Revitalization group meets Jan. 21 and seeks feedback to better utilize canal in Orleans

By Tom Rivers, Editor Posted 16 January 2020 at 8:18 am

Photo by Tom Rivers: A boater makes a stop in Albion near the Ingersoll Street lift bridge this past July.

ALBION – The second community meeting to gather public input on the Orleans County Canal Corridor Waterfront Revitalization Plan will be at 7 p.m. on Jan. 21 at Hoag Library.

Those in attendance will be provided with updated information on the Canal Corridor Local Waterfront Revitalization Program Plan followed by an open house to review potential projects along the Canal Corridor.

Participants will be able to provide their input on the potential projects that will be provided to the Waterfront Advisory Committee for consideration for inclusion in the final LWRP Plan.

The committee members are representatives from the villages of Albion and Holley, and the towns of Albion, Murray, Gaines, Ridgeway and Shelby. The Village of Medina has developed its own waterfront plan. (The county received a state grant for $62,000 to develop the plan and hired LaBella Associates as a consultant for the project.)

The Jan. 21 meeting at the library on South Main Street is another opportunity for residents and businesses in the community to provide feedback and help plan the future of the Canal Corridor.

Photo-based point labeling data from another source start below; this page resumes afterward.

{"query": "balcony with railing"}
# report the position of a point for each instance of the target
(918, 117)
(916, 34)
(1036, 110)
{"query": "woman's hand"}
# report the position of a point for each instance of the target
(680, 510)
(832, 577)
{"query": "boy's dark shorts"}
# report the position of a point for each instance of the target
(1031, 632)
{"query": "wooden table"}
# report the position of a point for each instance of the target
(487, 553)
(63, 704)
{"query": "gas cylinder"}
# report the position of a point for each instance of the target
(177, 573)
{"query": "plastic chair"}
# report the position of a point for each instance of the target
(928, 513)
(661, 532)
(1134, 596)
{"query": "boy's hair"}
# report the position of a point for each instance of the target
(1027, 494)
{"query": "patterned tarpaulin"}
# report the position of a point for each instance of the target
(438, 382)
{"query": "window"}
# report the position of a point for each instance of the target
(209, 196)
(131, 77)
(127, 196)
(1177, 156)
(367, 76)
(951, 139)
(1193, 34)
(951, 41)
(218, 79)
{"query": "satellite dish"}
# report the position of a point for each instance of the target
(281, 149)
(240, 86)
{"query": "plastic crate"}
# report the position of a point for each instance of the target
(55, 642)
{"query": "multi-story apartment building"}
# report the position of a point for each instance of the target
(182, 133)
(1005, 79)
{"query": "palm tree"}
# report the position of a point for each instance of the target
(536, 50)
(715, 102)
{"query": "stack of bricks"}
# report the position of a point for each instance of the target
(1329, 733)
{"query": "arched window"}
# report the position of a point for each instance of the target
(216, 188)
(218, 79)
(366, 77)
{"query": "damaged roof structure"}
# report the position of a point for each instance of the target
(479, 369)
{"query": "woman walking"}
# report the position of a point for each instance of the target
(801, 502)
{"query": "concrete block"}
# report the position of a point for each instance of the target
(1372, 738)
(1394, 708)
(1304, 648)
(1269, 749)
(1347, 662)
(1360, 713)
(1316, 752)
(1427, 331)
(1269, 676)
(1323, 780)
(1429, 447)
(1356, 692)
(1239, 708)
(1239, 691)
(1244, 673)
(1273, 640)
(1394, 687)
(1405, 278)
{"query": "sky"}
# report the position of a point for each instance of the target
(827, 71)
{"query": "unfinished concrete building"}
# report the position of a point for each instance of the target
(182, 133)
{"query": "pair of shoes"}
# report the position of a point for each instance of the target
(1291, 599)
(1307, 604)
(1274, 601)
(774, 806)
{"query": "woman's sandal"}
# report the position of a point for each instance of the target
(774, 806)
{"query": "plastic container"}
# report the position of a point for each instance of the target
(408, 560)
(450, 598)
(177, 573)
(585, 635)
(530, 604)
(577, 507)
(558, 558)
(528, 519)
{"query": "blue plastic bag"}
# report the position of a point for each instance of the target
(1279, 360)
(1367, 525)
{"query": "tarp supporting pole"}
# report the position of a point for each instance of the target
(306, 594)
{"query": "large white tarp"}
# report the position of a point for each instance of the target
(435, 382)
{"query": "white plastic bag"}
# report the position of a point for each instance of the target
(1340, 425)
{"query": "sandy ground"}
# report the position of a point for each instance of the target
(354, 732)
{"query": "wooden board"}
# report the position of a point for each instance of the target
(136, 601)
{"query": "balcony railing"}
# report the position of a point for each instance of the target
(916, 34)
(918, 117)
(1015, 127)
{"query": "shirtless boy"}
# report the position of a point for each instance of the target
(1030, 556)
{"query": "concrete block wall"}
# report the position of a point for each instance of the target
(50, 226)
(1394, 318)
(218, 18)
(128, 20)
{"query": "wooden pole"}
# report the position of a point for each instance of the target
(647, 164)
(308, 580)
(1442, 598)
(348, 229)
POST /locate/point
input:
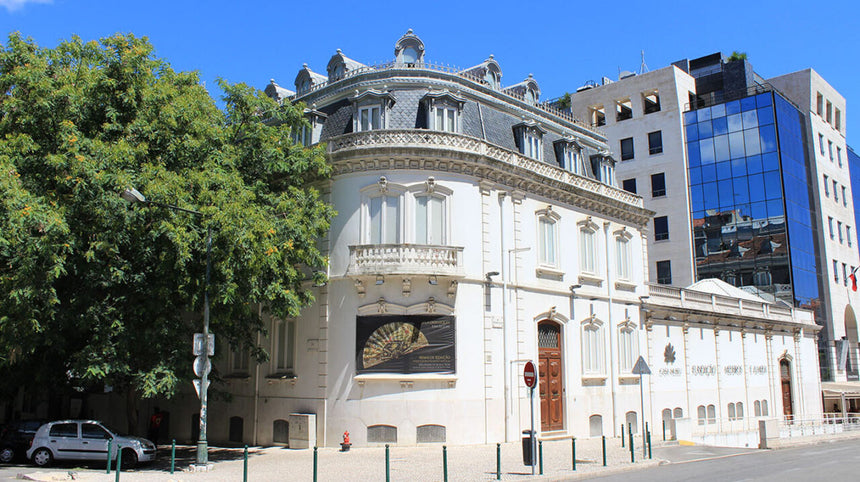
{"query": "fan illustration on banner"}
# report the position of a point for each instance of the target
(391, 341)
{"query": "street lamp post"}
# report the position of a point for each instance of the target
(134, 196)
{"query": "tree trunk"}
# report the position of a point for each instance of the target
(131, 410)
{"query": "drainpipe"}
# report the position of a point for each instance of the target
(612, 378)
(506, 335)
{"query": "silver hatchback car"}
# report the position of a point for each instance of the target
(86, 440)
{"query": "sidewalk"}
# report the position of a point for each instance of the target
(414, 463)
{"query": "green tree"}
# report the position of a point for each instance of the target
(99, 292)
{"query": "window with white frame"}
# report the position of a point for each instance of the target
(284, 346)
(588, 247)
(592, 347)
(529, 135)
(369, 118)
(622, 254)
(628, 347)
(547, 237)
(430, 219)
(382, 212)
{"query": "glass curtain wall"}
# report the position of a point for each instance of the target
(747, 202)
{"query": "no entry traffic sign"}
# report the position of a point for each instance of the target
(530, 374)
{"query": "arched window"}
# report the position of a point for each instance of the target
(628, 347)
(430, 219)
(587, 249)
(382, 434)
(595, 425)
(592, 347)
(281, 432)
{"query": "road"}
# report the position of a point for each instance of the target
(835, 460)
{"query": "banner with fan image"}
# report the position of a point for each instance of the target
(405, 344)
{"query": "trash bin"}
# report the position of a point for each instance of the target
(527, 447)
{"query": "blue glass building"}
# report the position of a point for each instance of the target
(751, 205)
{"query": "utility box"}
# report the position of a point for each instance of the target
(303, 430)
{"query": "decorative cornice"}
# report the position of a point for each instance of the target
(418, 149)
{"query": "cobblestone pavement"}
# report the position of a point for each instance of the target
(415, 463)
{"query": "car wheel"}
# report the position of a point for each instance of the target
(129, 458)
(6, 455)
(42, 457)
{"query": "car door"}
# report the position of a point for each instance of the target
(64, 440)
(94, 440)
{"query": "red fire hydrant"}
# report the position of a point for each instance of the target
(345, 445)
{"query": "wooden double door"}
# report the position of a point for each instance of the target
(551, 380)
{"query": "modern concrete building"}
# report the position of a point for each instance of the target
(741, 190)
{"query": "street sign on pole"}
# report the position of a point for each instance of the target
(530, 374)
(198, 344)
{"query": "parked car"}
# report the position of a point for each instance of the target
(86, 440)
(16, 437)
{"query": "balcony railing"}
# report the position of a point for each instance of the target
(428, 138)
(381, 259)
(700, 301)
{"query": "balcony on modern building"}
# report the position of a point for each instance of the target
(405, 259)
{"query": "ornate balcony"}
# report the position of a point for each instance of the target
(376, 259)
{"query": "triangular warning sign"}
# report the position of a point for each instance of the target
(641, 368)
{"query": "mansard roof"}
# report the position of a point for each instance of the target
(277, 92)
(339, 59)
(306, 74)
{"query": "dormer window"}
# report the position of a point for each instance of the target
(409, 49)
(371, 110)
(443, 111)
(568, 154)
(528, 136)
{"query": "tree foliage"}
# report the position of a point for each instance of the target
(98, 291)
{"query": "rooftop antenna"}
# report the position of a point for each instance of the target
(643, 68)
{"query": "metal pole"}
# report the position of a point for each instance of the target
(445, 463)
(642, 411)
(387, 466)
(110, 442)
(540, 455)
(498, 461)
(118, 461)
(532, 433)
(603, 442)
(202, 445)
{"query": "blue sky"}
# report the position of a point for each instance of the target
(564, 44)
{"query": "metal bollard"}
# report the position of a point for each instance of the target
(445, 463)
(245, 467)
(118, 461)
(498, 461)
(649, 445)
(603, 441)
(110, 442)
(645, 442)
(540, 456)
(387, 466)
(630, 434)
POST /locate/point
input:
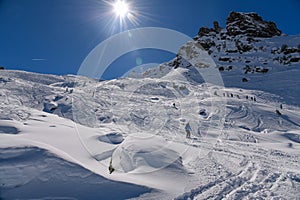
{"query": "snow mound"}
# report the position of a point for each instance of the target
(140, 153)
(112, 138)
(34, 173)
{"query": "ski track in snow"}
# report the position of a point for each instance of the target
(239, 150)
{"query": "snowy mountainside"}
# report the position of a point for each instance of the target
(61, 135)
(238, 149)
(249, 54)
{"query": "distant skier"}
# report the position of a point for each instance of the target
(188, 130)
(174, 106)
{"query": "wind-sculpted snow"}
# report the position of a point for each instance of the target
(33, 173)
(242, 148)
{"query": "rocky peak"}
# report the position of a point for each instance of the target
(247, 24)
(250, 24)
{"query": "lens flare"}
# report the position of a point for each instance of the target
(121, 8)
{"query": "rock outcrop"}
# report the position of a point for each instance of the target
(250, 24)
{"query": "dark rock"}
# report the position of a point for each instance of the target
(244, 80)
(224, 59)
(250, 24)
(204, 31)
(217, 28)
(296, 59)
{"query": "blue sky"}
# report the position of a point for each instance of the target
(54, 36)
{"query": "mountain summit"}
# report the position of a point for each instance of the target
(247, 24)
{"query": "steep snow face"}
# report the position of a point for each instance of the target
(126, 138)
(256, 57)
(240, 146)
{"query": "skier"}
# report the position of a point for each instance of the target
(188, 130)
(174, 106)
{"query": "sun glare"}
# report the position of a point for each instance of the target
(121, 8)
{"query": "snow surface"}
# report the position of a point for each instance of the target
(240, 149)
(59, 135)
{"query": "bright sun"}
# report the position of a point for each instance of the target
(121, 8)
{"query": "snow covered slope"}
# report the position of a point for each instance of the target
(59, 135)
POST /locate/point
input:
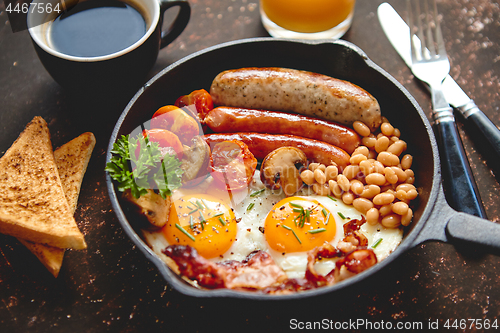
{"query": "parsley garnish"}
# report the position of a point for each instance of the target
(137, 169)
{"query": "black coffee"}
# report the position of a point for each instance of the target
(96, 28)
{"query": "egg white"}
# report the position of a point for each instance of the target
(250, 222)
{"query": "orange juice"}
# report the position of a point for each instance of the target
(307, 16)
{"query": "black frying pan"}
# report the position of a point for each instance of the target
(433, 217)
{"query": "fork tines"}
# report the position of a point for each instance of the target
(427, 22)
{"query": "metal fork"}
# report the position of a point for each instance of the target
(430, 64)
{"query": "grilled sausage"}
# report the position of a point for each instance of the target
(229, 119)
(260, 145)
(303, 92)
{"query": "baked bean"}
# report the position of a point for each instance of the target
(361, 128)
(390, 175)
(406, 161)
(411, 194)
(372, 216)
(388, 159)
(383, 199)
(343, 182)
(391, 221)
(411, 176)
(378, 167)
(321, 189)
(400, 173)
(335, 188)
(365, 167)
(387, 129)
(307, 177)
(351, 171)
(362, 204)
(358, 158)
(375, 179)
(361, 150)
(357, 187)
(369, 141)
(370, 191)
(381, 144)
(406, 219)
(387, 209)
(313, 166)
(400, 208)
(397, 147)
(319, 176)
(331, 172)
(405, 187)
(348, 198)
(388, 189)
(401, 195)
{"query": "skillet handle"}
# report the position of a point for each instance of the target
(472, 231)
(483, 125)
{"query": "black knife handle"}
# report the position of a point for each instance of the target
(483, 124)
(460, 187)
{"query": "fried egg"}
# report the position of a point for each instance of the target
(222, 227)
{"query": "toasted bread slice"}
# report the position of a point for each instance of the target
(72, 160)
(32, 201)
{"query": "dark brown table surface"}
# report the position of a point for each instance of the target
(111, 287)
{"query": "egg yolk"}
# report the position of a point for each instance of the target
(203, 222)
(298, 224)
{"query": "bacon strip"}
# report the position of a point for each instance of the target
(257, 271)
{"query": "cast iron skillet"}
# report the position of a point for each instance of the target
(433, 217)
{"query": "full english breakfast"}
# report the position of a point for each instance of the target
(281, 193)
(39, 192)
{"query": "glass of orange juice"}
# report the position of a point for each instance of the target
(307, 19)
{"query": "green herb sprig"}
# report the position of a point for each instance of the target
(137, 163)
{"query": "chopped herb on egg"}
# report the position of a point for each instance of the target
(288, 228)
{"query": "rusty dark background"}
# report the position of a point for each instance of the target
(111, 287)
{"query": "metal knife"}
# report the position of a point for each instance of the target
(398, 33)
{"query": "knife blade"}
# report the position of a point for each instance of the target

About 40 people attended the first open house on Oct. 29, seeking ideas to capitalize on the canal. During that open house, LaBella handed out stickers and asked people to rank their highest priorities along the canal. Red-colored stickers signified the highest priority, with green the second highest, yellow the third highest and blue the fourth highest priority.

Many of the red stickers went by economic development, with a goal to boost investment and job opportunities in the canal communities. That includes a better environment for small businesses in the downtowns, as well as commercial, industrial and agriculture growth.

The farming sector would benefit from continued use of siphoning canal water for irrigation. The canal bridges also need to be strong enough to handle farm equipment, the group said.

Top priorities also went to more programs – community events, concerts, races, competitions and historical event celebrations – along the canal.

Some people wanted to see an improved streetscape, with more trees in the downtown, safer cross walks, and signage directing people to services and attractions. The canal towns should also have interpretive panels to better explain local history and the canal’s role in developing the towns.

The group also favors having distance markers on the towpath, to inform cyclists, boaters and other users how close they are to a town.

Adam Johnson, owner of 39 Problems in Albion, sees opportunities to use the canal in the winter, because there is some water that remains. Johnson said it could be used for ice skating and other winter sports. There also should be more launches along the canal for people with kayaks, he said.

The committee members are trying to prioritize projects and develop an action plan.